Beyond Red and Green Flags– The True Beauty of Relationships
He doesn’t text back within a minute, even after being online — Red Flag.
She skipped work just to meet me — Green Flag.
He brings me ice cream when I’m on my period — Green Flag.
She didn’t ask me to split the bill — Red Flag.
Relationships, with all their complexities and nuances, have been a subject of fascination for centuries. From romantic novels to heartfelt songs, we often seek guidance on what makes a relationship beautiful or successful. We look up to happy couples on Instagram, pin the “goals” on Pinterest, and continuously look out for signs that can tell us if the person we’re dating is actually — THE ONE or not.
Labeling a late reply as a red flag and getting a box of chocolates as a green one, I think we’re losing the very notion of Love in our attempt to simplify relationships.
The Red and Green Flag Phenomenon
Whenever we give our heart to someone, we risk getting hurt and experiencing the pain of loss.
And after experiencing the level of grief, the fortnight we spent with blurry eyesight and wet cheeks, we tend to be cautious. We don’t want another loved one turning their back on us, do we?
So, in my opinion, the theory of red and green flags is yet one of our hopeless attempts to keep ourselves safe.
He doesn’t text back within a minute, even after being online — Red Flag.
She skipped work just to meet me — Green Flag.
He brings me ice cream when I’m on my period — Green Flag.

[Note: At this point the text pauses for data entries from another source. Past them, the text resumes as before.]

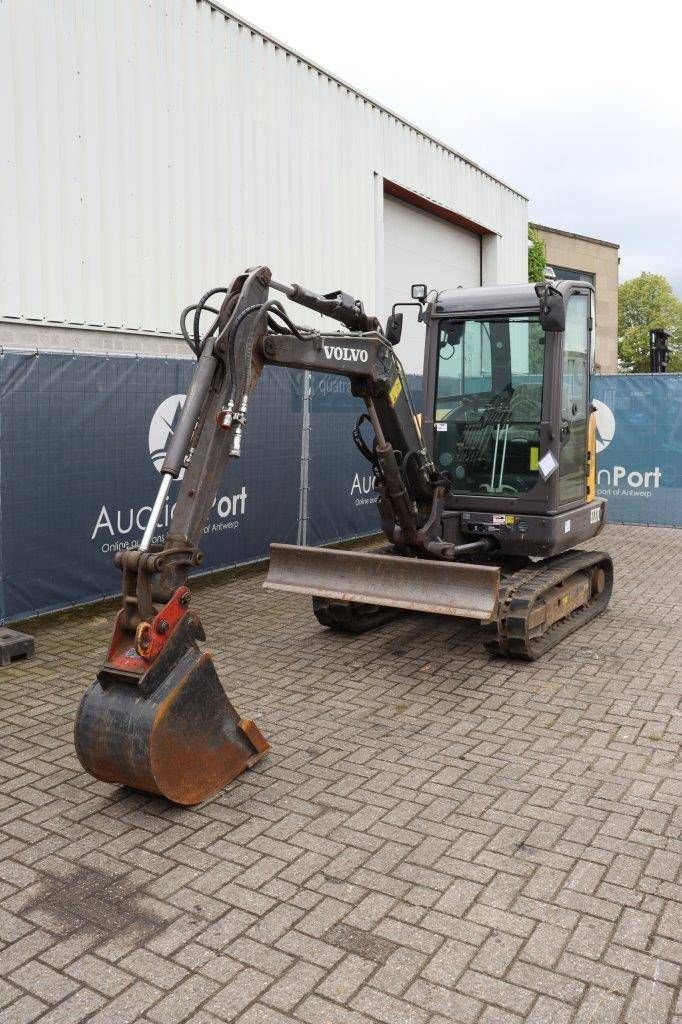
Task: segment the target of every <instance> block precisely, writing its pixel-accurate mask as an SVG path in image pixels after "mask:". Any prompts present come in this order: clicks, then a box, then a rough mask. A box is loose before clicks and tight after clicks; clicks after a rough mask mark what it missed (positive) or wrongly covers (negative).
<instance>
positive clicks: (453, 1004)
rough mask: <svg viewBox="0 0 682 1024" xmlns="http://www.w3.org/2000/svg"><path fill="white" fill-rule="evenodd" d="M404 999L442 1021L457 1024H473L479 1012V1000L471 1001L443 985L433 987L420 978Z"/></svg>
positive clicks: (476, 999) (479, 1010)
mask: <svg viewBox="0 0 682 1024" xmlns="http://www.w3.org/2000/svg"><path fill="white" fill-rule="evenodd" d="M404 997H406V999H408V1000H410V1002H416V1004H417V1006H419V1007H423V1008H424V1010H427V1011H429V1012H435V1013H437V1014H439V1015H440V1017H442V1018H443V1020H449V1021H458V1022H459V1024H473V1022H474V1021H476V1020H477V1019H478V1016H479V1014H480V1011H481V1002H480V1000H479V999H472V998H470V997H469V996H468V995H464V994H463V993H462V992H454V991H453V990H452V989H450V988H445V987H444V986H443V985H434V984H433V983H432V982H430V981H424V980H423V979H421V978H420V979H418V980H417V981H416V982H414V984H412V985H411V986H410V988H409V989H408V990H407V992H406V993H404ZM431 1024H432V1021H431Z"/></svg>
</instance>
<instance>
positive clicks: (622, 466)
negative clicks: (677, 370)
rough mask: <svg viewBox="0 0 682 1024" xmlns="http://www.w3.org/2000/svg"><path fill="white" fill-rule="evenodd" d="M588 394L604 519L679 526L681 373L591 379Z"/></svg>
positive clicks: (680, 422) (681, 437) (681, 402)
mask: <svg viewBox="0 0 682 1024" xmlns="http://www.w3.org/2000/svg"><path fill="white" fill-rule="evenodd" d="M592 397H593V402H594V404H595V407H596V410H597V489H598V493H599V494H600V495H603V497H604V498H606V499H607V500H608V521H609V522H632V523H646V524H648V525H657V526H680V525H682V374H624V375H620V376H617V377H616V376H612V377H594V378H593V387H592Z"/></svg>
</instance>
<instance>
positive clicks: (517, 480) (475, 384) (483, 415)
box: [425, 282, 592, 514]
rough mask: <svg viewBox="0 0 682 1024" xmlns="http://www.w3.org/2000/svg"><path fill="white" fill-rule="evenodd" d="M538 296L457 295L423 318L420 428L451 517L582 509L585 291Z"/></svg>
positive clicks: (443, 298) (452, 296) (591, 316)
mask: <svg viewBox="0 0 682 1024" xmlns="http://www.w3.org/2000/svg"><path fill="white" fill-rule="evenodd" d="M540 291H541V297H539V294H538V292H537V290H536V288H535V286H532V285H521V286H516V287H505V288H489V289H457V290H455V291H451V292H442V293H440V294H439V295H438V297H437V299H436V301H435V303H434V304H433V306H432V307H431V309H430V310H429V312H430V316H429V344H428V345H427V356H426V364H427V365H426V367H425V378H426V381H427V384H426V388H425V393H426V394H431V395H433V396H434V398H433V407H432V409H431V410H425V413H426V417H425V419H426V423H425V426H427V427H428V426H429V423H428V421H429V418H430V416H431V417H432V420H431V425H432V428H433V433H432V452H433V459H434V462H435V465H436V468H437V469H438V470H439V471H441V472H442V473H443V474H446V476H447V478H449V481H450V494H451V496H452V498H453V499H459V500H458V501H456V502H455V507H465V506H466V507H470V508H473V507H479V508H484V507H493V504H494V503H495V506H496V507H502V505H503V504H504V506H505V507H506V508H510V507H512V506H516V505H519V506H527V509H528V511H531V510H532V506H537V507H538V508H540V506H541V505H542V507H543V511H545V512H549V514H552V512H553V511H556V510H558V508H559V507H565V506H566V505H567V504H569V503H571V502H578V501H582V502H584V501H585V499H586V471H585V467H586V450H587V430H588V419H589V378H590V348H591V332H592V314H591V308H592V293H591V288H590V286H588V285H585V284H583V283H582V282H581V283H573V282H570V283H569V282H561V283H554V282H552V283H549V287H548V290H547V292H546V293H544V294H542V288H541V289H540ZM541 298H542V301H541ZM481 301H483V302H484V303H485V307H484V308H481ZM429 414H430V416H429ZM429 432H430V431H428V430H427V434H428V433H429ZM449 504H450V505H451V507H453V505H452V502H451V503H449Z"/></svg>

She didn’t ask me to split the bill — Red Flag.
And the list goes on…
But we forget that human psychology is so complex that it’s really hard to label and fit them into boxes. Human relationships are complex, dynamic, and ever-evolving. People change, circumstances shift, and emotions fluctuate. And red and green flags fail to capture the multidimensionality of human connection, as they often focus on surface-level observations rather than understanding the underlying dynamics and growth potential.
Now, you might wonder, if you stop putting your partner’s habits in the boxes labeled red and green flag, how will you ever know if they are good for you or not?
Don’t worry; take a deep breath. Let’s break it down.
Communication and Understanding
One of the keys to a healthy and fulfilling relationship is effective communication.
We’re often too busy to either “right or left swipe” a person that we forget; a person can change. And most importantly, when in a healthy relationship, some adjustments must be made to make our partners feel loved and understood.
Instead of relying solely on flags, prioritizing open and honest communication allows partners to express their needs, concerns, and desires. Engaging in meaningful conversations can create a deeper understanding of each other’s perspectives, which goes beyond the limitations of flags.
So, talk it out. Let your partner know if you like being clicked on more often, let them know if you’re ready for them to post you on their Instagram feed, and if you like your cereal put before milk, and the list goes on.
Emotional Intelligence and Empathy
Emotional intelligence and empathy play vital roles in the beauty of a relationship. Understanding and empathizing with each other’s emotions, experiences, and vulnerabilities fosters a deep connection that transcends any superficial red or green flags.
Don’t fear if they’ll leave you when you’re vulnerable. Cry your heart out. Show them your scars; they might kiss your wounds instead of passing judgment. Emotional intelligence allows partners to navigate challenges together, building a resilient bond that stands the test of time.
Shared Values and Compatibility
While red and green flags attempt to assess compatibility, they often overlook the importance of shared values and core beliefs. True beauty lies in a relationship where partners align on fundamental aspects such as ethics, goals, and life philosophies.
I think habits can change, but core beliefs should be the ones we should pay more attention to. Do they respect people? Are they career-oriented? What are their individual and couple goals?
Building a strong foundation based on shared values enables partners to navigate challenges and find meaning in their connection beyond surface-level observations.
Love, Connection, and Intimacy
At the heart of any beautiful relationship lies love, connection, and intimacy. These elements cannot be easily defined or captured by red and green flags alone. Love blossoms in the moments of vulnerability, trust, and genuine connection between two individuals. It is in these intimate experiences that the true beauty of a relationship is discovered.
Because at the end of the day, we might not get an answer to why we love a person, but we just do. It’s a feeling. It’s their warmth. Our safety nets. So, for just this once, can we fall in love without measuring the ingredients like some blueberry cake recipe?